NOTE P – STOCKHOLDERS’ EQUITY

 

1.

Dividends

 

Effective June 11, 2021, the Board declared its first quarterly cash dividend of $0.35 per share for fiscal year 2022, aggregating $1,440,000, which was paid on June 25, 2021 to stockholders of record as of the close of business on June 21, 2021.

 

Effective August 6, 2021, the Board declared its second quarterly cash dividend of $0.35 per share for fiscal year 2022 payable on September 3, 2021 to stockholders of record as of the close of business on August 23, 2021.

 

Our ability to pay future dividends is limited by the terms of the Indenture with U.S. Bank National Association, as trustee and collateral trustee (see Note Q). In addition to the terms of the Indenture, the declaration and payment of any cash dividends in the future are subject to final determination of the Board and will be dependent upon our earnings and financial requirements.

 

2.Stock Incentive Plans

 

On September 18, 2019, the Company’s shareholders approved the Nathan’s Famous, Inc. 2019 Stock Incentive Plan (the “2019 Plan”). The 2019 Plan became effective as of July 1, 2020 (the "Effective Date"). Following the Effective Date, (i) no additional stock awards were granted under the 2010 Stock Incentive Plan (the “2010 Plan”) and (ii) all outstanding stock awards previously granted under the 2010 Plan remained subject to the terms of the 2010 Plan.
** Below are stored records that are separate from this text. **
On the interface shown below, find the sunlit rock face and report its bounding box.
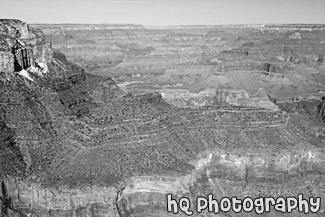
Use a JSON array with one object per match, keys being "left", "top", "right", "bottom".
[
  {"left": 0, "top": 20, "right": 325, "bottom": 217},
  {"left": 31, "top": 24, "right": 325, "bottom": 120},
  {"left": 0, "top": 20, "right": 52, "bottom": 72}
]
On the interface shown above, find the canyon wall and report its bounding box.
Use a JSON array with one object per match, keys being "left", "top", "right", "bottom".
[{"left": 0, "top": 20, "right": 325, "bottom": 217}]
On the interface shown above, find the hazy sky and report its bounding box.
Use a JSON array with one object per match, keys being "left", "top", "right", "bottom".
[{"left": 0, "top": 0, "right": 325, "bottom": 25}]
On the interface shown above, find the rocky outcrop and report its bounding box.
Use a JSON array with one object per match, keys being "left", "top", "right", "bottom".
[
  {"left": 0, "top": 21, "right": 324, "bottom": 217},
  {"left": 0, "top": 20, "right": 52, "bottom": 73}
]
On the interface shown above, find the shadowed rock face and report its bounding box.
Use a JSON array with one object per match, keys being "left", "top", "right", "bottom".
[
  {"left": 35, "top": 24, "right": 325, "bottom": 121},
  {"left": 0, "top": 20, "right": 325, "bottom": 217}
]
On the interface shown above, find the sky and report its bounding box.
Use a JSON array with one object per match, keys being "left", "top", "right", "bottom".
[{"left": 0, "top": 0, "right": 325, "bottom": 26}]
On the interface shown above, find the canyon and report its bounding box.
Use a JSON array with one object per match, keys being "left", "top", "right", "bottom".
[{"left": 0, "top": 20, "right": 325, "bottom": 217}]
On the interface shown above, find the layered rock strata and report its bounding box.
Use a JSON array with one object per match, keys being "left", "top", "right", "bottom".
[{"left": 0, "top": 20, "right": 324, "bottom": 217}]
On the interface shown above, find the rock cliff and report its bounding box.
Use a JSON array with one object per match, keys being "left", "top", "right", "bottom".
[{"left": 0, "top": 20, "right": 325, "bottom": 217}]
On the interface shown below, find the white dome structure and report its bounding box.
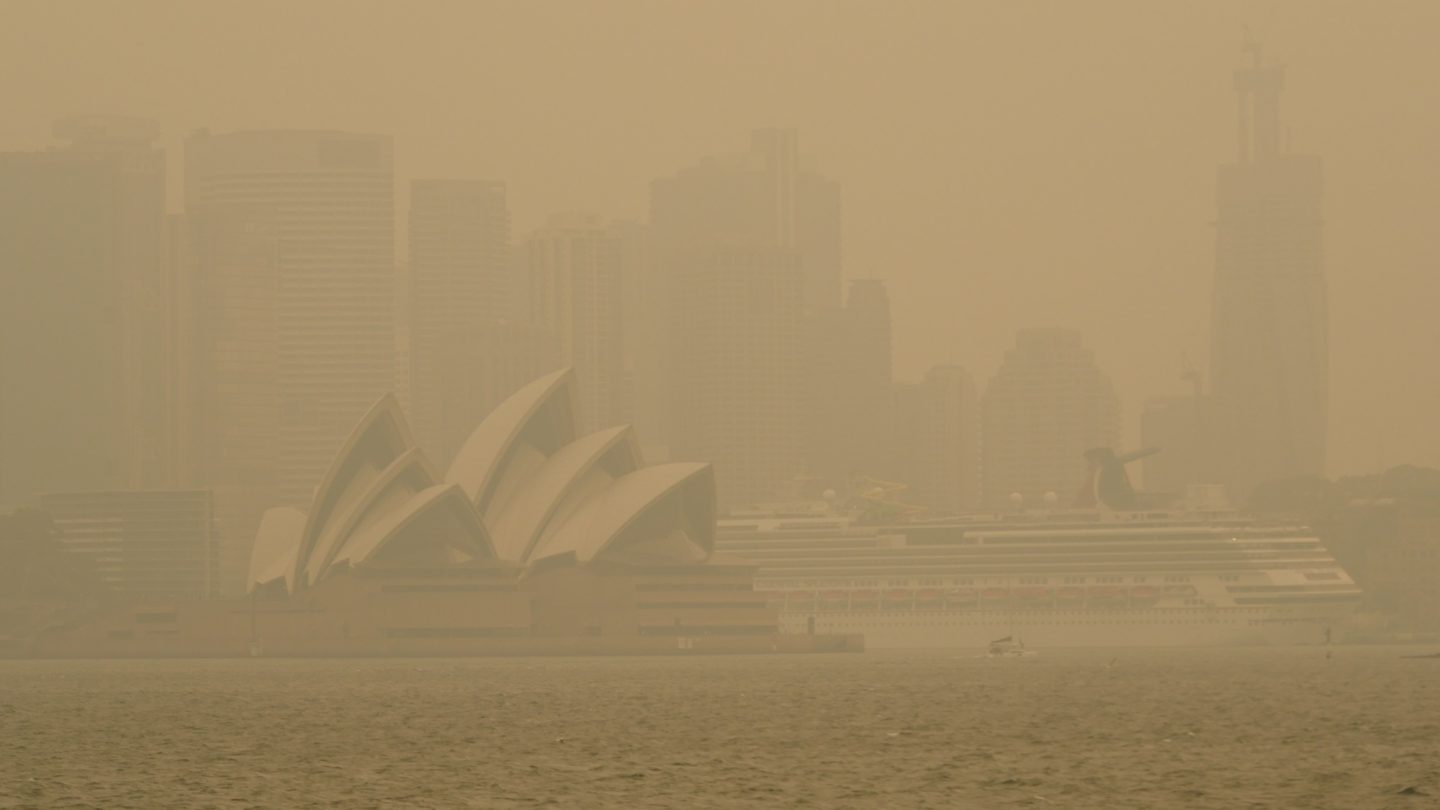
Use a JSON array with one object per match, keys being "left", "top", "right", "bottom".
[{"left": 249, "top": 369, "right": 716, "bottom": 592}]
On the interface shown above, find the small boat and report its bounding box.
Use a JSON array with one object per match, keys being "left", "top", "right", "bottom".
[{"left": 985, "top": 636, "right": 1035, "bottom": 659}]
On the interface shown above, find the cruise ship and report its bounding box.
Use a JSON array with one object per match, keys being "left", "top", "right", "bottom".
[
  {"left": 716, "top": 447, "right": 1361, "bottom": 649},
  {"left": 717, "top": 510, "right": 1361, "bottom": 649}
]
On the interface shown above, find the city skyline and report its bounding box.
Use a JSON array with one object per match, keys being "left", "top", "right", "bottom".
[{"left": 0, "top": 3, "right": 1440, "bottom": 474}]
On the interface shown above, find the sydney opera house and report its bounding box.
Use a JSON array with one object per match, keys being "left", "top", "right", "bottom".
[{"left": 25, "top": 370, "right": 860, "bottom": 656}]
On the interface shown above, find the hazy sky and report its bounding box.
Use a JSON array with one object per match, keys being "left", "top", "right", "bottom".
[{"left": 0, "top": 0, "right": 1440, "bottom": 473}]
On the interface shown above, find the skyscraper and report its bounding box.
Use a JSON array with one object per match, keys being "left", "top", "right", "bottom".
[
  {"left": 406, "top": 180, "right": 510, "bottom": 463},
  {"left": 671, "top": 245, "right": 802, "bottom": 507},
  {"left": 528, "top": 213, "right": 626, "bottom": 432},
  {"left": 906, "top": 366, "right": 981, "bottom": 515},
  {"left": 184, "top": 131, "right": 396, "bottom": 503},
  {"left": 651, "top": 130, "right": 841, "bottom": 506},
  {"left": 981, "top": 329, "right": 1120, "bottom": 507},
  {"left": 1211, "top": 49, "right": 1329, "bottom": 500},
  {"left": 0, "top": 117, "right": 174, "bottom": 503},
  {"left": 802, "top": 278, "right": 896, "bottom": 496}
]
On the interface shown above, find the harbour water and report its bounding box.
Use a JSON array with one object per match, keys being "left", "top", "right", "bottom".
[{"left": 0, "top": 647, "right": 1440, "bottom": 809}]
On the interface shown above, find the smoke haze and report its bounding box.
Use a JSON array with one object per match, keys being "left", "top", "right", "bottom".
[{"left": 0, "top": 0, "right": 1440, "bottom": 474}]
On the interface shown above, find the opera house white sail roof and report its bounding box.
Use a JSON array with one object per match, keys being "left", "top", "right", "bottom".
[{"left": 249, "top": 369, "right": 716, "bottom": 592}]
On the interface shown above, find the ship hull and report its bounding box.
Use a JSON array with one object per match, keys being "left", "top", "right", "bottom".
[{"left": 780, "top": 607, "right": 1349, "bottom": 650}]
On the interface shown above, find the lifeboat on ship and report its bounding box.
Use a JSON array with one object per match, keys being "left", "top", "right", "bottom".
[
  {"left": 1009, "top": 587, "right": 1051, "bottom": 607},
  {"left": 1086, "top": 585, "right": 1130, "bottom": 607},
  {"left": 1130, "top": 585, "right": 1161, "bottom": 607},
  {"left": 850, "top": 591, "right": 880, "bottom": 610},
  {"left": 914, "top": 588, "right": 945, "bottom": 610},
  {"left": 886, "top": 588, "right": 914, "bottom": 610},
  {"left": 981, "top": 588, "right": 1009, "bottom": 608},
  {"left": 945, "top": 588, "right": 975, "bottom": 608},
  {"left": 785, "top": 591, "right": 815, "bottom": 610}
]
All awards granted on or after the Effective Date are subject to the terms of the 2019 Plan.

 

As of the Effective Date, we were able to issue up to: (a) 369,584 shares of common stock under the 2019 Plan which includes: (i) shares that had been authorized but not issued pursuant to the 2010 Plan as of the Effective Date up to a maximum of an additional 208,584 shares and (ii) any shares subject to any outstanding options or restricted stock grants under any plan of the Company that were outstanding as of the Effective Date and that subsequently expired unexercised, or were otherwise forfeited, up to a maximum of an additional 11,000 shares. As of June 27, 2021, there were up to 208,584 shares available to be issued for future option grants or up to 184,808 shares of restricted stock that may be granted under the 2019 Plan.

 

3.Stock Repurchase Programs

 

During the period from October 2001 through June 27, 2021, Nathan’s purchased 5,254,081 shares of common stock at a cost of $84,770,000 pursuant to various stock repurchase plans previously authorized by the Board of Directors. During the thirteen week period ended June 27, 2021, we did not repurchase any shares of common stock.

 

In 2016, the Company’s Board of Directors authorized increases to the sixth stock repurchase plan for the purchase of up to 1,200,000 shares of its common stock on behalf of the Company. As of June 27, 2021, Nathan’s had repurchased 1,066,450 shares at a cost of $37,108,000 under the sixth stock repurchase plan. At June 27, 2021 there were 133,550 shares remaining to be repurchased pursuant to the sixth stock repurchase plan. The plan does not have a set expiration date. Purchases under the Company’s stock repurchase program may be made from time to time, depending on market conditions, in open market or privately-negotiated transactions, at prices deemed appropriate by management. There is no set time limit on the repurchases.

 

On March 13, 2020, the Company’s Board of Directors approved a 10b5-1 stock plan (the “10b5-1 Plan”) which expired on August 12, 2020. During the fiscal 2021 period, the Company repurchased in open market transactions 26,676 shares of the Company’s common stock at an average share price of $56.26 for a total cost of $1,501,000 under the 10b5-1 Plan.